DOJ’s arrival on the scene coincides with the new DOJ mantra of aggressive enforcement. It is hard to know whether this new approach reflects a push from the Attorney General or Deputy Attorney General’ Offices but suffice it to say, this is a harbinger of other initiatives likely to follow in other areas, including FCPA, antitrust, money laundering and financial crimes.

Looking closer at the SAP settlement, it is evident that many of the same suspects or compliance deficiencies occurred.  The specific issues have broad application to cloud-based software services and delivery technology.  To name a few:

IP Blocking: Global cloud-based companies have to ensure that they have the ability to block IP addresses linked to prohibited countries, such as Cuba, Iran, Syria, North Korea, and the region of Crimea.  As a technology company, cloud-based companies cannot claim ignorance nor lack of will.  They have to implement robust systems and they have to do it now.

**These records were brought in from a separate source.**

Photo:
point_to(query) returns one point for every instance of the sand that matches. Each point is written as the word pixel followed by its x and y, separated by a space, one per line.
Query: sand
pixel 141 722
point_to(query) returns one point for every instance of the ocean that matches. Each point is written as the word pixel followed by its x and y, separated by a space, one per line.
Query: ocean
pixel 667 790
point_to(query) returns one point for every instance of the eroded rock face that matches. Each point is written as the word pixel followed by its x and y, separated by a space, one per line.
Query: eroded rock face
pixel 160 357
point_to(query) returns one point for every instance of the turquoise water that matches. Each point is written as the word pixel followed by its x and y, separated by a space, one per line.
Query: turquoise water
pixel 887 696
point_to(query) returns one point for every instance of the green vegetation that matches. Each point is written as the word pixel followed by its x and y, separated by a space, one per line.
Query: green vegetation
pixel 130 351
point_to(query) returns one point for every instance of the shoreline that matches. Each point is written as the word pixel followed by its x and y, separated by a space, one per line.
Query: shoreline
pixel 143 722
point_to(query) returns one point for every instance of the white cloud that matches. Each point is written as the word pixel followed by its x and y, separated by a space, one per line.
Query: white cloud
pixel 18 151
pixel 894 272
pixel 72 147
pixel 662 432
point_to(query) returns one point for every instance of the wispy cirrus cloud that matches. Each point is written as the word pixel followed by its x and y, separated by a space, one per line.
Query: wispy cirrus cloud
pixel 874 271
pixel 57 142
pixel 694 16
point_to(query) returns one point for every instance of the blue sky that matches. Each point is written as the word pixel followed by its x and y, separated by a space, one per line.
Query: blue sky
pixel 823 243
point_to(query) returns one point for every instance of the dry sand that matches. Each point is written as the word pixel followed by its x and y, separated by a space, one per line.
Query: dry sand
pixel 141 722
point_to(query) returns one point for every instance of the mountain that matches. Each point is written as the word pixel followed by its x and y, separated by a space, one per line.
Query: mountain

Third-Party and End User Risks: What a surprise!! Yes, third party agents, resellers, distributors, and subs of each of these functions have to be managed. A lack of due diligence on the front end is a recipe for disaster.  More importantly, global companies have to understand the entire distribution chain – from the company to the end user to know where each participant is located, where the services are used, and the payment system employed.

SAP’s compliance efforts on this subject were obviously deficient.  SAP conducted minimal if any due diligence of various resellers that turned out to be Iran front companies, controlled by Iran nationals who, in turn, provided SAP’s services to Iran customers. SAP’s compliance program ignored these risks and no attempt was made to tailor its controls to identify and fix these potential violations.

Acquisition of Cloud-Based Companies: SAP failed to conduct robust due diligence of acquired companies and did not conduct appropriate post-acquisition audits.  Like the FCPA arena, global companies have to conduct pre-acquisition due diligence and post-acquisition audits to identify deficiencies in the target’s company’s export control and sanctions compliance program, as well as any potential violations of these laws and regulations.

Response to Compliance and Audit Findings: Like almost every major DOJ enforcement action against a global company, the SAP case presents yet another instance when internal audit or compliance functions identifies compliance program deficiencies and are ultimately ignored by senior management. Again, DOJ should ask the rhetorical question – why have an internal audit or compliance function if they will be ignored when they detect violations of law?